07.11.2011 | Online-Marketing

Werbung in Suchmaschinen wird oft ignoriert

Nach einer aktuellen Studie von GroupSearch klicken Suchmaschinen-Nutzer, die sich vor einer Kaufentscheidung im Internet informieren, zu 90 Prozent auf die echten Suchmaschinenresultate. Auch innerhalb der Trefferlisten werden demnach Links auf Seiten mit allgemeinen beziehungsweise neutralen Inhalten eher angeklickt als Links, die direkt zu den Herstellern oder Marken führen.

Interessante Ergebnisse zum Thema Nutzung von Suchmaschinen bei der Kaufentscheidung hat jetzt eine Studie von GroupM Search erbracht. Demnach nutzt mittlerweile die große Mehrheit der Konsumenten (93 Prozent) vor dem Kauf eine Suchmaschine, wobei die meisten Nutzer (80 Prozent) die Ergebnisse ihrer Recherche als sehr nützlich oder sogar äußerst nützlich einstufen.

Generische Suchbegriffe werden verwendet

Ein weiteres interessantes Detail der Studie besteht darin, dass 86 Prozent der potenziellen Käufer ihre Suchanfragen nicht mit dem Marken- bzw. Produktnamen starten, sondern generische Begriffe verwenden, um sich Informationen einzuholen.

Hohes Interesse an echten Treffern

Interessant für die Werbetreibenden auf den Suchmaschinen dürfte auch sein, dass 90 Prozent der Nutzer nach der Anfrage auf Ergebnisse in der Trefferliste der Suchmaschine klicken und die bezahlten Werbeannoncen ignorieren.

Auch innerhalb der Trefferlisten werden demnach Links auf Seiten mit allgemeinen bzw. neutralen Inhalten eher angeklickt als Links, die direkt zu den Herstellern bzw.
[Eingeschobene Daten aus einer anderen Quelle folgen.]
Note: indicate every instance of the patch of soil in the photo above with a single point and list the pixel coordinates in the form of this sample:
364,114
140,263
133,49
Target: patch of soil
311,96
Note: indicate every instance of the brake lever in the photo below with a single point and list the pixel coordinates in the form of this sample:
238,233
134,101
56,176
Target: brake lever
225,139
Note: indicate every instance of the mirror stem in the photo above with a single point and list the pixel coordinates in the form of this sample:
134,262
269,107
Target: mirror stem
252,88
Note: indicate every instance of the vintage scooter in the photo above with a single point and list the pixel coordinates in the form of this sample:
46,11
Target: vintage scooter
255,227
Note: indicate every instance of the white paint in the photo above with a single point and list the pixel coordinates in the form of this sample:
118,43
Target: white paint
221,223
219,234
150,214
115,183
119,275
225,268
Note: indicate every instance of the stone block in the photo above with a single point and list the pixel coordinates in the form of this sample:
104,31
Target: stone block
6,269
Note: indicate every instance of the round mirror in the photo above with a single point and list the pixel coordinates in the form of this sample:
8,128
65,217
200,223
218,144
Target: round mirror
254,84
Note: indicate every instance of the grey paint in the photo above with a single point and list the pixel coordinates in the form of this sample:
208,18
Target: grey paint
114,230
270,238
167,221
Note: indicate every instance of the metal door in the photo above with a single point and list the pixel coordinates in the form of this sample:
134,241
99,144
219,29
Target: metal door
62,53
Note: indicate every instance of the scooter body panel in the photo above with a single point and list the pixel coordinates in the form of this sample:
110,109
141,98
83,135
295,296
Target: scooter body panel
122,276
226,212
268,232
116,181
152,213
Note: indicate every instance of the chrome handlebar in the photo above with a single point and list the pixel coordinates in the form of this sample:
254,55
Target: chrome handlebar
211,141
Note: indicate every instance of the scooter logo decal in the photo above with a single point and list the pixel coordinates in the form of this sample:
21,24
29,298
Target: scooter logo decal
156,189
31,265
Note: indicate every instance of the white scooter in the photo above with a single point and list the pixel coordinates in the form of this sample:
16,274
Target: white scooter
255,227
Marken führen.

Anpassung der Strategien angeraten

Für viele Unternehmen dürften diese Ergebnisse zu einer Überarbeitung ihrer Marketing- und Werbeaktivitäten im Internet führen. So ist es etwa empfehlenswert, das Ranking der eigenen Angebote in der regulären Trefferliste der Suchmaschinen zu verbessern, was etwa durch eine Optimierung der Webseiten im Hinblick auf die Erfassung durch Suchmaschinen möglich wird.

Zudem sollte darauf geachtet werden, dass die eigenen Produkte bzw. Marken auch auf unabhängigen Verbraucherportalen, Preisvergleichsdiensten etc. vertreten sind.